I transit the underworld every day in the work I do with severely traumatized clients. If you do this work, it’s helpful to be personally familiar with the terrain. It’s equally important that you have–for the most part–found your own way out and have found your own place and footing in the sunshine. It’s helpful to be able to remember what it feels like to walk as a ghost among disbelievers. To hope to do this work well, you need to be able to hold a dual position and be comfortable with the disequilibrium that comes. I spend my days interacting with ghosts. Often I must appear like a ghost to them, sitting three feet and thirty years away. Often they seem scarcely present at all… most of their bodies might as well be any other part of the room, with all of the distress coming through the fragmented parts that are visible.
The underworld has a logic that is not rational, contextual, or chronological. It’s a landscape shaped by horrors of body memory. Everything is about personal space and safety. For those who have never had a safe place here, the underworld itself provides some comparatively safe accommodations. You can flee into it almost infinitely, but the rent that you pay compounds by the foot. The earliest interventions I do focus on communicating as clearly as I can that I see her. Visibility is important to ghosts. I try to recognize her dual position. I try to extend as much empathy as I can to the inherent distress and contradictions that comes from having a tentative footing between two intolerable worlds.
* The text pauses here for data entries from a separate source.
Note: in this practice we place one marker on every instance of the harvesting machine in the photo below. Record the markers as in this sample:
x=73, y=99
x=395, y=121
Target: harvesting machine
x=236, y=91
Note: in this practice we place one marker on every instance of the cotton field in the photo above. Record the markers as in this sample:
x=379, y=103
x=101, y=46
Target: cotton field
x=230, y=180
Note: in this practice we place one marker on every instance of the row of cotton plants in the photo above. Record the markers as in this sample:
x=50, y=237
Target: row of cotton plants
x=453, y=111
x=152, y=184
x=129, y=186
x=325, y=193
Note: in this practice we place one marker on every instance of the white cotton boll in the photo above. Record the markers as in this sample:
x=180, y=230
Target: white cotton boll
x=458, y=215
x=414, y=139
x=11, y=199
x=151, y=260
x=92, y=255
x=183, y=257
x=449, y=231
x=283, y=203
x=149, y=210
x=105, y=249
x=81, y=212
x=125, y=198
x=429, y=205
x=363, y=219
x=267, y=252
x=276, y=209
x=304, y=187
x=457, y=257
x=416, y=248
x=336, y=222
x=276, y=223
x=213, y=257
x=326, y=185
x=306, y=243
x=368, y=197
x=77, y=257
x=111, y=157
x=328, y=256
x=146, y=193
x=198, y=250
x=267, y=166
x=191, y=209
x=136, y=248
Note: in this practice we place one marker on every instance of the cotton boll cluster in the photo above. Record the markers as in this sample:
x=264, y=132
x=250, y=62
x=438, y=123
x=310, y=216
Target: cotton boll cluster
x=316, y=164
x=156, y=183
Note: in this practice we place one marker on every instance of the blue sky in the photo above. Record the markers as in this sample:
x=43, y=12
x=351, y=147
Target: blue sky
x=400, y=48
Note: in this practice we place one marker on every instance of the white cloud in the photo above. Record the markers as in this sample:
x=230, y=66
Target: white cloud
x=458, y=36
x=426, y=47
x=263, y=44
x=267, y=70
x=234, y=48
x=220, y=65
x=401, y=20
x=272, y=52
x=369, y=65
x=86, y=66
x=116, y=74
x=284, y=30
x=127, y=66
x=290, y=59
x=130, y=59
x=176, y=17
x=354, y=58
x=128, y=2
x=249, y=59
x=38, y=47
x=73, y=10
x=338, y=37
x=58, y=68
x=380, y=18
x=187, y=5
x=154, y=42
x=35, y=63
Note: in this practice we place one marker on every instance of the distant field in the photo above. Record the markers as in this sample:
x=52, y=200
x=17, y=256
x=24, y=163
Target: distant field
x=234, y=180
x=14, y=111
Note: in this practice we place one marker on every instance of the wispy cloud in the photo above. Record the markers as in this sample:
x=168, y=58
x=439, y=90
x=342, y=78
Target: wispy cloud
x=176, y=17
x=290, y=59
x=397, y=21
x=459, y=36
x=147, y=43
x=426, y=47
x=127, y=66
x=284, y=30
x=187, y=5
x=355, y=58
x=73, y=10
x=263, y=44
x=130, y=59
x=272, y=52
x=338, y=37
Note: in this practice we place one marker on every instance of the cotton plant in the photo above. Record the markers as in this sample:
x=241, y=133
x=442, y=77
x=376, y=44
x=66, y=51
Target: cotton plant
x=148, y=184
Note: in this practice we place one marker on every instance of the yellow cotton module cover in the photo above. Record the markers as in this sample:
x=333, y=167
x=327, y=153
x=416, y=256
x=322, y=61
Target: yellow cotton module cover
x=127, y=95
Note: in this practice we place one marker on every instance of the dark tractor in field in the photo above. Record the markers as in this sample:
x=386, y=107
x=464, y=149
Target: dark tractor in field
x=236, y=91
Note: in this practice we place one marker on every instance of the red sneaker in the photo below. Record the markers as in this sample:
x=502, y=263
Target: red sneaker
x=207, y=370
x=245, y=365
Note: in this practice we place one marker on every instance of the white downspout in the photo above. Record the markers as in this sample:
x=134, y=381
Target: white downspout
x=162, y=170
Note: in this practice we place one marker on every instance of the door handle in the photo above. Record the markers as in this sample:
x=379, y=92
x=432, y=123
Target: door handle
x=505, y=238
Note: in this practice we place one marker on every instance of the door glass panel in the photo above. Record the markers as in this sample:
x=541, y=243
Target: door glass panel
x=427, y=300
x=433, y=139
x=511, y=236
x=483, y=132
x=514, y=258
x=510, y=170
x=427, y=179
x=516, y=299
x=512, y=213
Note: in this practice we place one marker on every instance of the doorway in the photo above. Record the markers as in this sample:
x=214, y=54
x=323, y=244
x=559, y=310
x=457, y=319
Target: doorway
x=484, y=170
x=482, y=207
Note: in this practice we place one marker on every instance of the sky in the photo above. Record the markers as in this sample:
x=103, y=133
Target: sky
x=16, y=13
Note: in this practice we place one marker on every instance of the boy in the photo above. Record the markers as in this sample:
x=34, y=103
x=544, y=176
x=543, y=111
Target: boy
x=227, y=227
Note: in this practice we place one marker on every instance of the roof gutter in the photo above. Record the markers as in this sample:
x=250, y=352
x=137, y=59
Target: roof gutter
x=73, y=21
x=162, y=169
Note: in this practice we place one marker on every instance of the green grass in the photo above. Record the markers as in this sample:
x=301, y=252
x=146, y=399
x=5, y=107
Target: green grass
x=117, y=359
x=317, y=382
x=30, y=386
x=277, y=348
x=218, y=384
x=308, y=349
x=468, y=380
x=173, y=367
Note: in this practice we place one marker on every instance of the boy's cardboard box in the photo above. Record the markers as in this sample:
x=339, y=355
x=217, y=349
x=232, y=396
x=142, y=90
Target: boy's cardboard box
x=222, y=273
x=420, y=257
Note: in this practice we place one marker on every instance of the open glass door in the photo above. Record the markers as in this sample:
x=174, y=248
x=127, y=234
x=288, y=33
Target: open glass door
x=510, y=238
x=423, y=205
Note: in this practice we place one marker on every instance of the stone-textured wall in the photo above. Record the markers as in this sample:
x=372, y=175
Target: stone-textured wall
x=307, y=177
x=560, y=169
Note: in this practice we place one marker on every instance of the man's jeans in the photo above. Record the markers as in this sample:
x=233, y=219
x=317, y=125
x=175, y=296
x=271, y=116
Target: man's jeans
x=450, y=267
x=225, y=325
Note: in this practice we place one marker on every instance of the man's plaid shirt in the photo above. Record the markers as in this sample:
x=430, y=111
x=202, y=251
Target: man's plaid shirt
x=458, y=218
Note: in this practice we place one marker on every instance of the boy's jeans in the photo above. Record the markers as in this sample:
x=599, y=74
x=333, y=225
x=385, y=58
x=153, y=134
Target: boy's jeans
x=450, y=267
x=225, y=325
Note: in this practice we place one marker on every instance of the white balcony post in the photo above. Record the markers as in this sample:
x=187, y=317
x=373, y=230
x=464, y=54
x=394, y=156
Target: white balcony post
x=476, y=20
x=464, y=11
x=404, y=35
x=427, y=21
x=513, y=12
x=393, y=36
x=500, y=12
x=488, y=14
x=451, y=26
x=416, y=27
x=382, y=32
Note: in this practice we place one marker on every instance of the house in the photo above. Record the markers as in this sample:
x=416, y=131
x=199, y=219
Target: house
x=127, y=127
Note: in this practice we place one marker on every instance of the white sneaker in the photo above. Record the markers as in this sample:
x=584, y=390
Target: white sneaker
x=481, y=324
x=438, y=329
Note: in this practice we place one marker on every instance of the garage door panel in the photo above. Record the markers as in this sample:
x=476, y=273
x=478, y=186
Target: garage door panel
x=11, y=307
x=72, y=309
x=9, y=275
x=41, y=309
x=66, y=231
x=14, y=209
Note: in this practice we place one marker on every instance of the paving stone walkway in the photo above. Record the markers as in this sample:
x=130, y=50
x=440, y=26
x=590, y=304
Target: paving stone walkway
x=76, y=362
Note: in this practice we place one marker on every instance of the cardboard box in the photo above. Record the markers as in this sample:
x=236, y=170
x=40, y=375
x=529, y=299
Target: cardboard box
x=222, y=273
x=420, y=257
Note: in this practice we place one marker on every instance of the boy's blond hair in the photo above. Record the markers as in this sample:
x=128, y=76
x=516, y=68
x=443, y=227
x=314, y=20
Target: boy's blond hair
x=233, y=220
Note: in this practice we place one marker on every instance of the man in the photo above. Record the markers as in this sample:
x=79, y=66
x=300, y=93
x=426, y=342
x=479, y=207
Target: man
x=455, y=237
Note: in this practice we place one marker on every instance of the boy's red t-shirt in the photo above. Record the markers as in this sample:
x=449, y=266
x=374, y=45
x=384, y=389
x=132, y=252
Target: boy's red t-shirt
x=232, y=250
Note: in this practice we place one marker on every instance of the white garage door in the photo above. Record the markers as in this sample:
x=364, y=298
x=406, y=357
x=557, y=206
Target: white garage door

I work to figure out what she needs in order to move safely at all… in order to feel safe enough to become more embodied in this world. For a long time, everything we do is about safety and becoming safely present.
The hard part is that we do much of this while sitting. I can’t carry her. I have no real power in either world. I can’t make this world safe for her. There is a lot I don’t understand about the underworld. I do not control the means of movement here or there. All I can do is offer my sense of spatial awareness and my navigational advice. Sometimes my intuition is wrong or ill-timed. I may help her feel more real, only for her to be visible enough to be revictimized. I cannot keep her safe. I can witness.
I transit the underworld every day in the work I do with severely traumatized clients. It takes a toll. I struggle to maintain my own visibility. Sometimes my clients find their way out. They find their own footing and place in the sunshine. Some of them will become underworld workers too, helping to make other traumatized people feel safer and more real. This might help create spaces for a community of healers to play an important advocacy and protective role for all of us.